Sentinel-lymph-node biopsy (SLNB) has become the standard of care for patients presenting with intermediate-thickness melanoma; however, there is no evidence that this procedure has a positive impact on survival. One study (Morton DL [2006] N Engl J Med 355: 1307–1317) was elegantly designed to determine the impact of SLNB on patient survival. In total, 1,269 patients with melanoma and no clinically palpable lymph nodes were prospectively randomized to receive either observation or SLNB, which if positive, was followed by lymph-node dissection. There was no suggestion of a difference in survival when the two groups were compared (P = 0.58).

Many subgroup analyses were performed on these data that had little bearing on this main point. The survival analysis comparing patients with positive sentinel-lymph nodes to patients who recurred with nodal disease is difficult to interpret since it assumes no false-positive analyses of the sentinel nodes and that all abnormal cells in the nodes would eventually form a tumor. This is not a valid assumption as discussed by Thomas in this issue of the journal (Thomas M [2008] Nat Clin Pract Oncol 5: 18–23). Whether one believes the assumption is correct or not, it does not alter the compelling data that there was no survival difference between the two groups. This finding is in accordance with several prospective, randomized trials, all of which showed that there was no survival benefit to prophylactic lymph-node dissection in patients with melanoma. (Veronesi U et al. [1977] N Engl J Med 297: 627–630; Sim FH et al. [1978] Cancer 41: 948–956)

If the authors conclude that SLNB is “preferred” despite finding no survival benefit associated with this procedure, one wonders why the study was done at all.

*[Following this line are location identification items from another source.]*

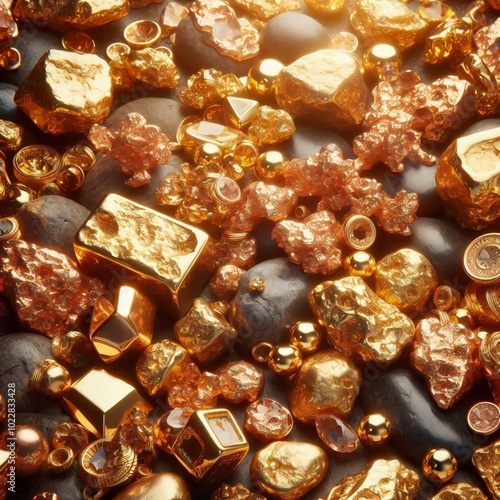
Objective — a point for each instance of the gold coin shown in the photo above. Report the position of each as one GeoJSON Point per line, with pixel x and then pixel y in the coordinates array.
{"type": "Point", "coordinates": [482, 259]}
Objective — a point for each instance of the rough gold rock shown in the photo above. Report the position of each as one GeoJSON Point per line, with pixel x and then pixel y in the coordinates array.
{"type": "Point", "coordinates": [327, 382]}
{"type": "Point", "coordinates": [388, 21]}
{"type": "Point", "coordinates": [486, 462]}
{"type": "Point", "coordinates": [380, 480]}
{"type": "Point", "coordinates": [406, 279]}
{"type": "Point", "coordinates": [66, 92]}
{"type": "Point", "coordinates": [326, 85]}
{"type": "Point", "coordinates": [288, 470]}
{"type": "Point", "coordinates": [467, 178]}
{"type": "Point", "coordinates": [359, 323]}
{"type": "Point", "coordinates": [71, 15]}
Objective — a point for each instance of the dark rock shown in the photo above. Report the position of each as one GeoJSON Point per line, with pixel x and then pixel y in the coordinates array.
{"type": "Point", "coordinates": [193, 54]}
{"type": "Point", "coordinates": [291, 35]}
{"type": "Point", "coordinates": [418, 424]}
{"type": "Point", "coordinates": [268, 316]}
{"type": "Point", "coordinates": [21, 352]}
{"type": "Point", "coordinates": [52, 221]}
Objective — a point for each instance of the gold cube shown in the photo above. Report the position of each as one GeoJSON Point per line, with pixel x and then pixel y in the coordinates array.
{"type": "Point", "coordinates": [211, 445]}
{"type": "Point", "coordinates": [161, 256]}
{"type": "Point", "coordinates": [100, 401]}
{"type": "Point", "coordinates": [123, 324]}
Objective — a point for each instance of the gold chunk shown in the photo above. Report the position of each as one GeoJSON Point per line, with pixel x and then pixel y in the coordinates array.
{"type": "Point", "coordinates": [211, 445]}
{"type": "Point", "coordinates": [123, 324]}
{"type": "Point", "coordinates": [66, 92]}
{"type": "Point", "coordinates": [158, 253]}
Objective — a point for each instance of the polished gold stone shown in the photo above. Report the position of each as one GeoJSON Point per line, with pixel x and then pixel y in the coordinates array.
{"type": "Point", "coordinates": [289, 470]}
{"type": "Point", "coordinates": [326, 85]}
{"type": "Point", "coordinates": [66, 92]}
{"type": "Point", "coordinates": [211, 445]}
{"type": "Point", "coordinates": [122, 323]}
{"type": "Point", "coordinates": [71, 15]}
{"type": "Point", "coordinates": [406, 279]}
{"type": "Point", "coordinates": [360, 324]}
{"type": "Point", "coordinates": [156, 252]}
{"type": "Point", "coordinates": [468, 176]}
{"type": "Point", "coordinates": [380, 480]}
{"type": "Point", "coordinates": [388, 21]}
{"type": "Point", "coordinates": [327, 382]}
{"type": "Point", "coordinates": [100, 401]}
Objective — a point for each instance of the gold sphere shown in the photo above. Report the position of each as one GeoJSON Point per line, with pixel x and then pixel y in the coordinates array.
{"type": "Point", "coordinates": [374, 430]}
{"type": "Point", "coordinates": [285, 360]}
{"type": "Point", "coordinates": [270, 166]}
{"type": "Point", "coordinates": [439, 466]}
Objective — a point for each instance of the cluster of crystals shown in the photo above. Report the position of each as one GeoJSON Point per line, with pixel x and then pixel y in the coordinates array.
{"type": "Point", "coordinates": [225, 31]}
{"type": "Point", "coordinates": [138, 145]}
{"type": "Point", "coordinates": [406, 111]}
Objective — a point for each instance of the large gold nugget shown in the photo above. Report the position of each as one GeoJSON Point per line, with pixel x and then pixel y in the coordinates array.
{"type": "Point", "coordinates": [66, 92]}
{"type": "Point", "coordinates": [380, 480]}
{"type": "Point", "coordinates": [75, 15]}
{"type": "Point", "coordinates": [326, 85]}
{"type": "Point", "coordinates": [163, 256]}
{"type": "Point", "coordinates": [359, 324]}
{"type": "Point", "coordinates": [389, 21]}
{"type": "Point", "coordinates": [468, 176]}
{"type": "Point", "coordinates": [327, 382]}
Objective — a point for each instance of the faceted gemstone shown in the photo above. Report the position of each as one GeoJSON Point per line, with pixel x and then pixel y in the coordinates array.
{"type": "Point", "coordinates": [240, 381]}
{"type": "Point", "coordinates": [336, 434]}
{"type": "Point", "coordinates": [267, 420]}
{"type": "Point", "coordinates": [314, 243]}
{"type": "Point", "coordinates": [46, 289]}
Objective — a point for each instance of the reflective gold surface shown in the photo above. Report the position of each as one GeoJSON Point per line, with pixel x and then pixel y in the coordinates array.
{"type": "Point", "coordinates": [66, 92]}
{"type": "Point", "coordinates": [100, 401]}
{"type": "Point", "coordinates": [158, 253]}
{"type": "Point", "coordinates": [288, 470]}
{"type": "Point", "coordinates": [358, 323]}
{"type": "Point", "coordinates": [380, 480]}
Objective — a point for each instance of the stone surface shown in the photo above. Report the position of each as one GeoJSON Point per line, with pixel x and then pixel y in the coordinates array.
{"type": "Point", "coordinates": [418, 424]}
{"type": "Point", "coordinates": [269, 315]}
{"type": "Point", "coordinates": [52, 221]}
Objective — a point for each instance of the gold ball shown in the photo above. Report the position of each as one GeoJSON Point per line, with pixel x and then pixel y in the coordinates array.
{"type": "Point", "coordinates": [374, 430]}
{"type": "Point", "coordinates": [360, 264]}
{"type": "Point", "coordinates": [439, 465]}
{"type": "Point", "coordinates": [270, 166]}
{"type": "Point", "coordinates": [306, 336]}
{"type": "Point", "coordinates": [285, 360]}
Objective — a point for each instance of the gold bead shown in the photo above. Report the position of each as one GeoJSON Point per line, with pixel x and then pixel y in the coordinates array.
{"type": "Point", "coordinates": [439, 466]}
{"type": "Point", "coordinates": [374, 430]}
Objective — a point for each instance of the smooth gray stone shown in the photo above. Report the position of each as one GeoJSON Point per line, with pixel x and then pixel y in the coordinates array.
{"type": "Point", "coordinates": [52, 221]}
{"type": "Point", "coordinates": [269, 315]}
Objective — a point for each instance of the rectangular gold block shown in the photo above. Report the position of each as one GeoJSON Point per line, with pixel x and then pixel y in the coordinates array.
{"type": "Point", "coordinates": [100, 401]}
{"type": "Point", "coordinates": [122, 240]}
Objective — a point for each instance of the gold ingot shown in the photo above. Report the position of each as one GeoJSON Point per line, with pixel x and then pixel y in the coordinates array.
{"type": "Point", "coordinates": [327, 382]}
{"type": "Point", "coordinates": [468, 178]}
{"type": "Point", "coordinates": [64, 16]}
{"type": "Point", "coordinates": [211, 445]}
{"type": "Point", "coordinates": [389, 21]}
{"type": "Point", "coordinates": [360, 324]}
{"type": "Point", "coordinates": [161, 255]}
{"type": "Point", "coordinates": [100, 401]}
{"type": "Point", "coordinates": [204, 332]}
{"type": "Point", "coordinates": [326, 86]}
{"type": "Point", "coordinates": [159, 486]}
{"type": "Point", "coordinates": [50, 378]}
{"type": "Point", "coordinates": [160, 365]}
{"type": "Point", "coordinates": [123, 324]}
{"type": "Point", "coordinates": [406, 279]}
{"type": "Point", "coordinates": [383, 479]}
{"type": "Point", "coordinates": [66, 92]}
{"type": "Point", "coordinates": [289, 470]}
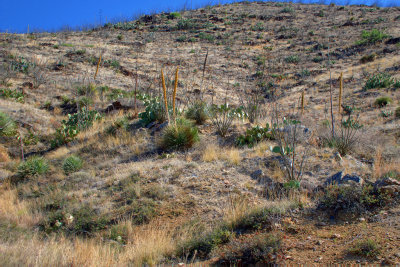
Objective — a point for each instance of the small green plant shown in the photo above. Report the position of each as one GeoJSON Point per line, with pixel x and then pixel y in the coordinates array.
{"type": "Point", "coordinates": [383, 101]}
{"type": "Point", "coordinates": [72, 164]}
{"type": "Point", "coordinates": [260, 248]}
{"type": "Point", "coordinates": [397, 112]}
{"type": "Point", "coordinates": [255, 135]}
{"type": "Point", "coordinates": [70, 128]}
{"type": "Point", "coordinates": [380, 80]}
{"type": "Point", "coordinates": [174, 15]}
{"type": "Point", "coordinates": [7, 125]}
{"type": "Point", "coordinates": [222, 117]}
{"type": "Point", "coordinates": [292, 59]}
{"type": "Point", "coordinates": [32, 167]}
{"type": "Point", "coordinates": [368, 58]}
{"type": "Point", "coordinates": [366, 248]}
{"type": "Point", "coordinates": [371, 37]}
{"type": "Point", "coordinates": [287, 10]}
{"type": "Point", "coordinates": [183, 135]}
{"type": "Point", "coordinates": [198, 112]}
{"type": "Point", "coordinates": [318, 59]}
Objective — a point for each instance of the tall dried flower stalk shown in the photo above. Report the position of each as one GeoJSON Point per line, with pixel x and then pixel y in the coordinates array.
{"type": "Point", "coordinates": [98, 65]}
{"type": "Point", "coordinates": [165, 94]}
{"type": "Point", "coordinates": [174, 94]}
{"type": "Point", "coordinates": [340, 91]}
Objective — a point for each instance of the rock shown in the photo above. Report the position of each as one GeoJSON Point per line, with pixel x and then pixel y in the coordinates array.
{"type": "Point", "coordinates": [334, 179]}
{"type": "Point", "coordinates": [257, 174]}
{"type": "Point", "coordinates": [352, 179]}
{"type": "Point", "coordinates": [388, 186]}
{"type": "Point", "coordinates": [337, 156]}
{"type": "Point", "coordinates": [334, 236]}
{"type": "Point", "coordinates": [339, 179]}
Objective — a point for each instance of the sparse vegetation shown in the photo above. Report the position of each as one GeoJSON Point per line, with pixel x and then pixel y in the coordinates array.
{"type": "Point", "coordinates": [72, 164]}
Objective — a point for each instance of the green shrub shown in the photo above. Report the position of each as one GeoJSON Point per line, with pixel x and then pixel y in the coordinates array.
{"type": "Point", "coordinates": [366, 247]}
{"type": "Point", "coordinates": [258, 248]}
{"type": "Point", "coordinates": [70, 128]}
{"type": "Point", "coordinates": [7, 125]}
{"type": "Point", "coordinates": [397, 112]}
{"type": "Point", "coordinates": [14, 94]}
{"type": "Point", "coordinates": [371, 37]}
{"type": "Point", "coordinates": [380, 80]}
{"type": "Point", "coordinates": [72, 164]}
{"type": "Point", "coordinates": [292, 59]}
{"type": "Point", "coordinates": [368, 58]}
{"type": "Point", "coordinates": [198, 112]}
{"type": "Point", "coordinates": [32, 167]}
{"type": "Point", "coordinates": [174, 15]}
{"type": "Point", "coordinates": [183, 135]}
{"type": "Point", "coordinates": [287, 10]}
{"type": "Point", "coordinates": [154, 111]}
{"type": "Point", "coordinates": [203, 244]}
{"type": "Point", "coordinates": [351, 200]}
{"type": "Point", "coordinates": [223, 116]}
{"type": "Point", "coordinates": [254, 135]}
{"type": "Point", "coordinates": [383, 101]}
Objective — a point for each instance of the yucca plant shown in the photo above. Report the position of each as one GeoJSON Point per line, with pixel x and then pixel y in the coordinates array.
{"type": "Point", "coordinates": [32, 167]}
{"type": "Point", "coordinates": [182, 135]}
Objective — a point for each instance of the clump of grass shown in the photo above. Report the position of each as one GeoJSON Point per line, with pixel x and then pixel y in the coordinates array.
{"type": "Point", "coordinates": [32, 167]}
{"type": "Point", "coordinates": [258, 248]}
{"type": "Point", "coordinates": [7, 125]}
{"type": "Point", "coordinates": [198, 112]}
{"type": "Point", "coordinates": [371, 37]}
{"type": "Point", "coordinates": [72, 164]}
{"type": "Point", "coordinates": [383, 101]}
{"type": "Point", "coordinates": [366, 247]}
{"type": "Point", "coordinates": [183, 135]}
{"type": "Point", "coordinates": [380, 80]}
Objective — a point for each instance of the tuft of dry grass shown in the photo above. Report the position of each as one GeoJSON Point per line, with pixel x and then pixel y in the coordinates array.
{"type": "Point", "coordinates": [232, 155]}
{"type": "Point", "coordinates": [14, 210]}
{"type": "Point", "coordinates": [211, 153]}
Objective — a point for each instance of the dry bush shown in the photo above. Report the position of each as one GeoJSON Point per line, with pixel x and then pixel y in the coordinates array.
{"type": "Point", "coordinates": [14, 210]}
{"type": "Point", "coordinates": [211, 153]}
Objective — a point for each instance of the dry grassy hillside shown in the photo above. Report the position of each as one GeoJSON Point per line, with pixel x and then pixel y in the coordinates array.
{"type": "Point", "coordinates": [282, 144]}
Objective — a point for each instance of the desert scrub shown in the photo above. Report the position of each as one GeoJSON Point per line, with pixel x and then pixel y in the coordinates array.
{"type": "Point", "coordinates": [181, 135]}
{"type": "Point", "coordinates": [254, 135]}
{"type": "Point", "coordinates": [7, 125]}
{"type": "Point", "coordinates": [202, 244]}
{"type": "Point", "coordinates": [380, 80]}
{"type": "Point", "coordinates": [371, 37]}
{"type": "Point", "coordinates": [366, 248]}
{"type": "Point", "coordinates": [292, 59]}
{"type": "Point", "coordinates": [34, 166]}
{"type": "Point", "coordinates": [383, 101]}
{"type": "Point", "coordinates": [198, 112]}
{"type": "Point", "coordinates": [356, 200]}
{"type": "Point", "coordinates": [72, 164]}
{"type": "Point", "coordinates": [222, 117]}
{"type": "Point", "coordinates": [258, 248]}
{"type": "Point", "coordinates": [13, 94]}
{"type": "Point", "coordinates": [397, 112]}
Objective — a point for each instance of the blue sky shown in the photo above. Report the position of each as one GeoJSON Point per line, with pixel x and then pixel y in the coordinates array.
{"type": "Point", "coordinates": [16, 15]}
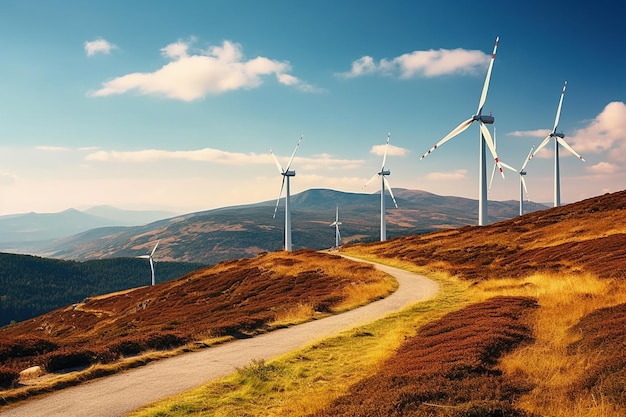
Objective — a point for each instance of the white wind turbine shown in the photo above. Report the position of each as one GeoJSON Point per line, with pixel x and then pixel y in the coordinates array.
{"type": "Point", "coordinates": [558, 140]}
{"type": "Point", "coordinates": [286, 173]}
{"type": "Point", "coordinates": [522, 182]}
{"type": "Point", "coordinates": [150, 258]}
{"type": "Point", "coordinates": [337, 223]}
{"type": "Point", "coordinates": [383, 183]}
{"type": "Point", "coordinates": [485, 138]}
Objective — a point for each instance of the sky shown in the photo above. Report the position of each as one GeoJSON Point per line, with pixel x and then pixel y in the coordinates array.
{"type": "Point", "coordinates": [175, 105]}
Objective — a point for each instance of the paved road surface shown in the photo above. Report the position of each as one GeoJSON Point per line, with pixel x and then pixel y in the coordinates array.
{"type": "Point", "coordinates": [122, 393]}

The small difference in progression-free survival that was observed in the Morton study was most likely attributable to the surgical removal of the nodes in one group, which removed the most common first site of recurrence in one group but not in the other.

The concluding sentence of the paper describing the randomized trial states that “...sentinel-lymph node biopsy should be preferred to observation”. This conclusion is not justified by the data and should not be accepted. Although SLNB does provide prognostic information, patients should be clearly informed that SLNB, possibly followed by lymph-node dissection, is an expensive procedure with associated morbidity that confers no survival benefit. If the authors conclude that SLNB is “preferred” despite finding no survival benefit associated with this procedure, one wonders why the study was done at all.